Cabe ressaltar ainda que uma das atribuições do cargo de advogado público é a defesa institucional da Administração Pública. Dentre suas obrigações está a de fazer valer os princípios constitucionais e as leis pátrias. Para o exercício de suas atribuições lhe foi outorgada autonomia e independência funcional, as quais são prerrogativas indisponíveis para uma eficiente defesa do erário público. Assim, qualquer atuação que se desvie desses fins pode ensejar a aplicação de sanções administrativas ou mesmo penais.
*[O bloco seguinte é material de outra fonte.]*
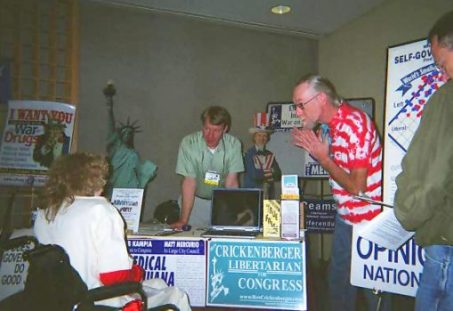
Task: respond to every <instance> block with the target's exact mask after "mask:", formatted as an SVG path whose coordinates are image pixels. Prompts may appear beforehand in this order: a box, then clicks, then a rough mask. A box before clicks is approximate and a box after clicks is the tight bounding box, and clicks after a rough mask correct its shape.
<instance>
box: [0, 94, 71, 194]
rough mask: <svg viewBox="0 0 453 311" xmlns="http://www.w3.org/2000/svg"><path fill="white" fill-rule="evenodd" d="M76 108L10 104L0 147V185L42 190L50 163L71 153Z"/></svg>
mask: <svg viewBox="0 0 453 311" xmlns="http://www.w3.org/2000/svg"><path fill="white" fill-rule="evenodd" d="M74 123H75V106H73V105H69V104H64V103H59V102H48V101H32V100H10V101H9V102H8V112H7V116H6V120H5V124H4V130H3V135H2V141H1V147H0V185H6V186H41V185H43V184H44V183H45V181H46V180H47V170H48V169H49V167H50V165H51V163H52V161H53V160H54V159H55V158H56V157H58V156H60V155H62V154H67V153H69V152H70V148H71V143H72V134H73V129H74Z"/></svg>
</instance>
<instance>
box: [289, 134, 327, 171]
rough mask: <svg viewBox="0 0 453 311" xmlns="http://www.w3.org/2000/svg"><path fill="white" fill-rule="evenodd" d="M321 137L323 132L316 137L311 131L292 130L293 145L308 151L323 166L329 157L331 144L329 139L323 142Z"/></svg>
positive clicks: (324, 139) (308, 152) (321, 137)
mask: <svg viewBox="0 0 453 311" xmlns="http://www.w3.org/2000/svg"><path fill="white" fill-rule="evenodd" d="M321 135H322V133H321V131H318V135H316V134H315V133H314V132H313V131H312V130H310V129H298V128H294V129H292V130H291V136H292V137H293V140H292V143H293V145H295V146H297V147H299V148H303V149H305V150H307V151H308V153H310V154H311V156H312V157H314V158H315V159H316V160H317V161H318V162H319V163H321V165H322V163H323V161H324V160H325V159H327V158H328V157H329V142H328V141H327V139H324V140H323V139H322V136H321Z"/></svg>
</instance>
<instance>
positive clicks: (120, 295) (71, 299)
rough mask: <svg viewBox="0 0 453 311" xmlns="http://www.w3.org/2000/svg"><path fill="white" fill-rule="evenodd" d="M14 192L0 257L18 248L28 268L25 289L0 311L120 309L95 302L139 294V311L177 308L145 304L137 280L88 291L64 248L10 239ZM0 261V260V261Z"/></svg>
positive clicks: (3, 301) (8, 203)
mask: <svg viewBox="0 0 453 311" xmlns="http://www.w3.org/2000/svg"><path fill="white" fill-rule="evenodd" d="M14 198H15V192H13V193H12V194H11V197H10V200H9V202H8V206H7V208H6V210H5V214H4V217H3V222H2V227H1V228H0V229H1V233H0V259H1V258H2V257H3V253H4V252H5V251H7V250H11V249H15V248H19V247H21V248H22V249H26V250H24V252H23V255H22V257H23V259H24V260H26V261H28V263H29V268H28V273H27V279H26V282H25V288H24V290H23V291H21V292H18V293H16V294H13V295H11V296H9V297H7V298H5V299H4V300H2V301H0V310H2V311H40V310H43V311H44V310H45V311H122V307H108V306H102V305H98V304H95V302H98V301H102V300H105V299H109V298H114V297H119V296H123V295H134V297H135V296H137V297H140V302H141V310H143V311H179V309H178V308H177V307H176V306H175V305H173V304H165V305H161V306H157V307H153V308H149V309H148V307H147V296H146V294H145V292H144V290H143V288H142V284H141V283H140V282H126V283H120V284H114V285H109V286H101V287H98V288H93V289H90V290H88V287H87V285H86V284H85V282H84V281H83V280H82V279H81V277H80V275H79V274H78V273H77V271H76V270H75V269H74V268H73V267H72V266H71V264H70V260H69V257H68V255H67V254H66V251H65V250H64V249H63V248H62V247H60V246H58V245H42V244H40V243H39V242H38V240H37V239H36V238H35V237H34V236H21V237H16V238H11V234H12V226H11V210H12V207H13V203H14ZM0 264H1V260H0Z"/></svg>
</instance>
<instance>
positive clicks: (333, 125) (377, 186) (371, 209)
mask: <svg viewBox="0 0 453 311" xmlns="http://www.w3.org/2000/svg"><path fill="white" fill-rule="evenodd" d="M293 102H294V104H295V106H296V114H297V116H298V117H299V118H300V119H301V121H302V126H303V127H302V128H300V129H298V128H295V129H293V130H292V133H291V134H292V137H293V144H294V145H296V146H297V147H301V148H303V149H305V150H307V151H308V152H309V153H310V154H311V155H312V156H313V157H314V158H315V159H316V160H317V161H318V162H319V163H320V164H321V166H322V167H323V168H324V169H325V170H326V171H327V172H328V173H329V176H330V178H329V181H330V184H331V187H332V194H333V196H334V199H335V201H336V202H337V207H338V209H337V218H336V223H335V233H334V236H333V244H332V258H331V263H330V268H329V294H330V298H331V303H332V309H335V310H347V311H350V310H354V309H355V305H356V295H357V288H356V287H354V286H352V285H351V284H350V268H351V267H350V265H351V244H352V228H353V225H355V224H359V223H362V222H366V221H369V220H371V219H373V218H374V217H375V216H376V215H378V214H379V213H380V211H381V207H380V206H377V205H371V204H369V203H367V202H365V201H362V200H358V199H355V198H354V195H358V194H365V195H367V196H369V197H370V198H372V199H375V200H381V188H382V148H381V144H380V139H379V135H378V133H377V130H376V127H375V125H374V123H373V121H372V120H371V119H370V117H369V116H368V115H367V114H366V113H365V112H363V111H361V110H359V109H357V108H354V107H352V106H351V105H349V104H348V103H347V102H345V101H344V100H343V99H342V98H341V97H340V96H339V95H338V94H337V92H336V90H335V87H334V86H333V84H332V83H331V82H330V81H329V80H327V79H325V78H323V77H320V76H316V75H309V76H306V77H304V78H302V79H301V80H300V81H299V82H298V83H297V84H296V87H295V88H294V92H293ZM318 124H321V128H324V129H325V130H324V131H323V130H321V129H319V130H318V131H317V132H316V133H315V131H313V129H314V128H315V127H316V126H317V125H318ZM323 133H328V135H324V134H323ZM366 292H367V293H366V298H367V302H368V309H369V310H376V304H377V301H378V299H377V296H375V295H373V294H372V293H371V291H369V290H366ZM388 303H389V302H387V301H385V303H384V307H387V304H388ZM333 306H334V308H333ZM381 310H383V309H381Z"/></svg>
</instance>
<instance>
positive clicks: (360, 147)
mask: <svg viewBox="0 0 453 311" xmlns="http://www.w3.org/2000/svg"><path fill="white" fill-rule="evenodd" d="M328 125H329V129H330V136H331V139H332V143H331V146H330V152H331V155H332V159H333V161H334V162H335V163H336V164H337V165H338V166H339V167H341V168H342V169H344V170H345V171H346V172H347V173H350V172H351V170H352V169H358V168H366V169H367V170H368V176H367V187H366V191H365V194H366V195H368V196H369V197H370V198H372V199H375V200H381V199H382V148H381V143H380V140H379V135H378V132H377V130H376V127H375V125H374V123H373V121H372V120H371V119H370V117H369V116H368V115H367V114H366V113H365V112H363V111H361V110H359V109H357V108H354V107H352V106H351V105H349V104H347V103H345V102H343V103H342V104H341V105H340V107H339V109H338V112H337V114H336V115H335V116H334V117H333V119H332V120H331V121H330V122H329V124H328ZM330 184H331V186H332V194H333V196H334V199H335V201H336V202H337V205H338V210H337V212H338V215H339V216H340V217H341V218H342V219H343V220H344V221H345V222H346V223H349V224H356V223H360V222H362V221H368V220H371V219H373V218H374V217H375V216H376V215H378V214H379V213H380V211H381V207H380V206H379V205H372V204H369V203H367V202H365V201H362V200H357V199H354V197H353V196H352V195H351V194H350V193H349V192H347V191H346V190H345V189H343V188H342V187H341V186H340V185H339V184H338V183H337V182H336V181H335V180H333V179H332V178H331V179H330Z"/></svg>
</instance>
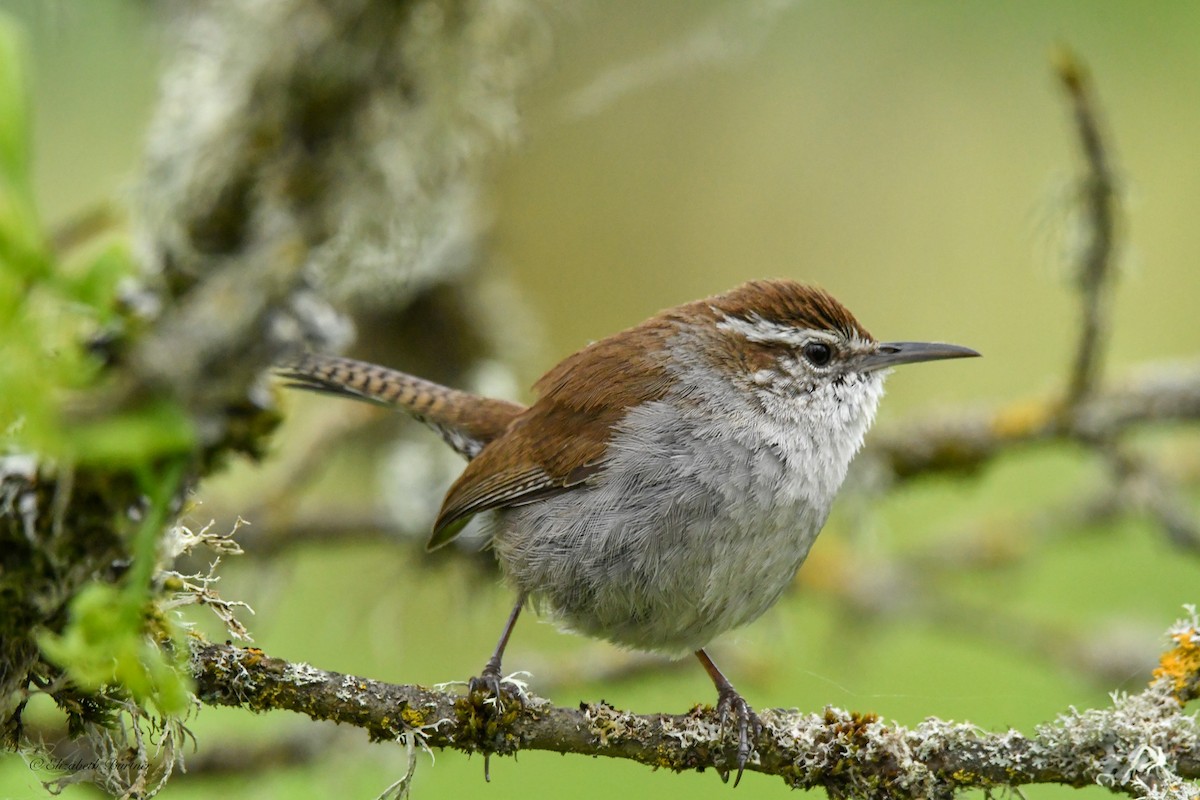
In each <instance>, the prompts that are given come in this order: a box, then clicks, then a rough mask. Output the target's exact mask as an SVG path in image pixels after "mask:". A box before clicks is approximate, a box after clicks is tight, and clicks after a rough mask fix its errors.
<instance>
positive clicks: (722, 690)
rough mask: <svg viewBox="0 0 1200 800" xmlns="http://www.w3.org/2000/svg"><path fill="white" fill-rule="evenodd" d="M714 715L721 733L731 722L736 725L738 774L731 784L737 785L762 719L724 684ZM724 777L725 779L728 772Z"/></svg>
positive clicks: (742, 770) (760, 731) (753, 744)
mask: <svg viewBox="0 0 1200 800" xmlns="http://www.w3.org/2000/svg"><path fill="white" fill-rule="evenodd" d="M716 717H718V721H719V722H720V726H721V732H722V733H724V732H726V730H728V729H730V723H731V722H732V723H733V724H736V726H737V733H738V751H737V764H738V775H737V777H736V778H733V786H737V784H738V783H740V782H742V772H743V770H745V766H746V762H749V760H750V756H751V754H752V753H754V742H755V741H756V740H757V739H758V736H760V735H761V734H762V720H760V718H758V715H757V714H755V712H754V709H751V708H750V704H749V703H746V702H745V699H744V698H743V697H742V696H740V694H738V692H737V690H734V688H733V687H732V686H724V687H721V688H720V690H719V691H718V694H716ZM724 777H725V780H726V781H727V780H728V772H726V774H725V775H724Z"/></svg>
Assim, entendo que as alegações do denunciante não procedem.

Ante o exposto, o Ministério Público de Contas, com amparo na competência conferida pelo art. 108, inciso II, da Lei Complementar no 202/2000, manifesta-se pelo acolhimento da conclusão constante no relatório nº 1139/2016, acrescendo apenas a necessidade de formular determinação à Unidade para que atente à inclusão tempestiva nas leis orçamentárias das unidades orçamentárias que forem eventualmente criadas.

Florianópolis, 02 de março de 2018.

 

 

Diogo Roberto Ringenberg

Procurador do Ministério

Público de Contas

 

 



[1] OLIVEIRA, Regis Fernandes de. Curso de Direito Financeiro. 2ª ed. rev. atual. São Paulo: Editora Revistas dos Tribunais, 2008. p. 284.

[2] Lei disponível no seguinte endereço eletrônico: http://www.legislador.com.br/imgLei/413909069_pdf13_2_4214_2013.pdf

[3] Dispõe sobre alteração do Plano Plurianual – PPA 2014-2017, da Lei de Diretrizes Orçamentárias – LDO 2014, e abre crédito especial para o exercício de 2014 para o Fundo Municipal de Cultura de Imbituba e Fundo Municipal da Procuradoria Geral do Município de Imbituba e dá outras providências. Disponível em

http://www.legislador.com.br/LegisladorWEB.ASP?WCI=LeiConsulta&ID=316&dsVerbete=ppa&

[4] No ordenamento jurídico brasileiro este princípio é consagrado pelos artigos 2º e 6º da Lei nº 4.320/64:

Art. 2º. A Lei de Orçamento conterá a discriminação da receita e despesa de forma a evidenciar obedecidos os princípios da unidade, universalidade e anualidade

Art. 6º. Todas as receitas e despesas constarão da Lei de Orçamento pelos seus totais, vedadas quaisquer deduções.